It will be appreciated by those skilled in the art that various other omissions, additions and modifications may be made to the methods and structures described above without departing from the scope of the invention. All such modifications and changes are intended to fall within the scope of the invention, as defined by the appended claims.
Claims
1. A two-sided electronic display device, comprising:
- a first display device comprising a first transparent substrate, a first backplate and a first opaque layer comprising a first set of pixel elements, wherein the first opaque layer is disposed between the first transparent substrate and the first backplate and wherein the first set of pixel elements is configured to transmit light through the first transparent substrate;
- a second display device comprising a second transparent substrate, a second backplate and a second opaque layer comprising a second set of pixel elements, wherein the second opaque layer is disposed between the second transparent substrate and the second backplate and wherein the second set of pixel elements is configured to transmit light through the second transparent substrate; and
- a fastener affixing the first backplate to the second backplate.
2. The electronic display device of claim 1, wherein a combination of the first and the second backplate meet or exceed stiffness specifications for the electronic display device.

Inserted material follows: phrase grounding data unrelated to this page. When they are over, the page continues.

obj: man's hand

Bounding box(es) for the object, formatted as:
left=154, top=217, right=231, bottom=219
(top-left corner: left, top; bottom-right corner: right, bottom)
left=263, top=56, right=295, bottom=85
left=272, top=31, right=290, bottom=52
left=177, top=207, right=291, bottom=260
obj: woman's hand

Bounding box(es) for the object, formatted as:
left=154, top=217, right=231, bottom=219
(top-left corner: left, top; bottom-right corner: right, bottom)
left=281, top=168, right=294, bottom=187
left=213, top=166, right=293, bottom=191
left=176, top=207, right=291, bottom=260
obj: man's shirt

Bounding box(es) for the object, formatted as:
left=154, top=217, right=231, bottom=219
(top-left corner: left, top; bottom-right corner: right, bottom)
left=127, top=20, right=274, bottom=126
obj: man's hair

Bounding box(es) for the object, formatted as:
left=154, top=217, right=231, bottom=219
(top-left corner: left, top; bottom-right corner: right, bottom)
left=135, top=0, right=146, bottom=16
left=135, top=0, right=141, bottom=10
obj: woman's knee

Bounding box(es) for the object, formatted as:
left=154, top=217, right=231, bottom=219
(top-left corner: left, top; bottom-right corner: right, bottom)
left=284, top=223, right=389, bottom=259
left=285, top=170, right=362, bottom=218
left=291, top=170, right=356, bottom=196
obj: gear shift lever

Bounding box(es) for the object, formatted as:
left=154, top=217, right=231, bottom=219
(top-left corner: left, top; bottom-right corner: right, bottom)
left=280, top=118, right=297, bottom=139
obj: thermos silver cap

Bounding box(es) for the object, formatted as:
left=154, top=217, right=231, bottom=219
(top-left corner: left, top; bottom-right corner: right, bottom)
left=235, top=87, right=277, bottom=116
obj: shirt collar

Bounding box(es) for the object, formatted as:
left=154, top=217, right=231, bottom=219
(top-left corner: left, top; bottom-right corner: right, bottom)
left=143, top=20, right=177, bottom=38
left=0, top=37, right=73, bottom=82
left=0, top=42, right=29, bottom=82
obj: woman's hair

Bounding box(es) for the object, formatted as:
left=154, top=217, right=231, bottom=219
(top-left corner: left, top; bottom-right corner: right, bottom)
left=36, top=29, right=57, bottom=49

3. The electronic display device of claim 2, wherein the first and the second backplates do not meet stiffness specifications for an otherwise similar standalone one-sided display comprising the first backplate with the first set of pixel elements and the second backplate with the second set of pixel elements, respectively.
4. The electronic display device of claim 1, wherein the first set of pixel elements comprises an array of interferometric modulators.

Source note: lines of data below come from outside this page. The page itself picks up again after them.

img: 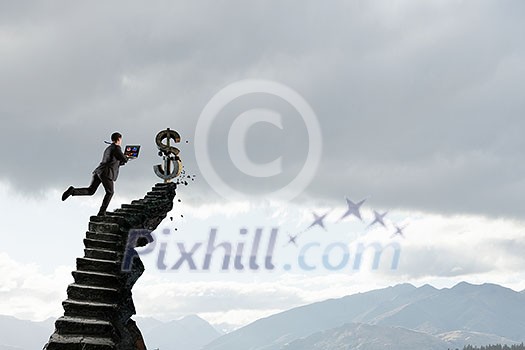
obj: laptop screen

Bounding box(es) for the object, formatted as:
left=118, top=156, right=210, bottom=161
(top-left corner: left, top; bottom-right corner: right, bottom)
left=124, top=145, right=141, bottom=158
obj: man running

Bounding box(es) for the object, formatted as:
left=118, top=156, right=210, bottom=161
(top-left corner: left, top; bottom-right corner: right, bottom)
left=62, top=132, right=130, bottom=216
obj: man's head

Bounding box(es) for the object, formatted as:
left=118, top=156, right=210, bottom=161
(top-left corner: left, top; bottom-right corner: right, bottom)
left=111, top=132, right=122, bottom=146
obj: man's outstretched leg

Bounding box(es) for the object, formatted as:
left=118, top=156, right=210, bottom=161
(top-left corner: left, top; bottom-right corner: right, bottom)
left=97, top=176, right=114, bottom=216
left=62, top=174, right=101, bottom=201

5. The electronic display device of claim 4, wherein each pixel element of the first set of pixel elements comprises a reflective layer opaque to light.
6. The electronic display device of claim 4, wherein the second set of pixel elements comprises an array of interferometric modulators.
7. The electronic display device of claim 6, wherein each pixel element of the second set of pixel elements comprises a reflective layer opaque to light.
8. The electronic display device of claim 1, wherein a combined thickness of the first and the second backplates is 1.4 mm or less.
9. The electronic display device of claim 8, wherein the combined thickness is about 1.0 mm or less.
10. The electronic display device of claim 8, wherein a thickness of an area of the first backplate overlapping the second backplate is less than about 0.35 mm.
11. The electronic display device of claim 10, wherein the thickness is less than about 0.2 mm.
12. The electronic display device of claim 1, wherein a surface area of the first transparent substrate is smaller than a surface area of the second transparent substrate.
13. The electronic display device of claim 1, further comprising a recess in the second backplate, wherein the recess occupies an area about a size, or smaller, of an area occupied by the first backplate.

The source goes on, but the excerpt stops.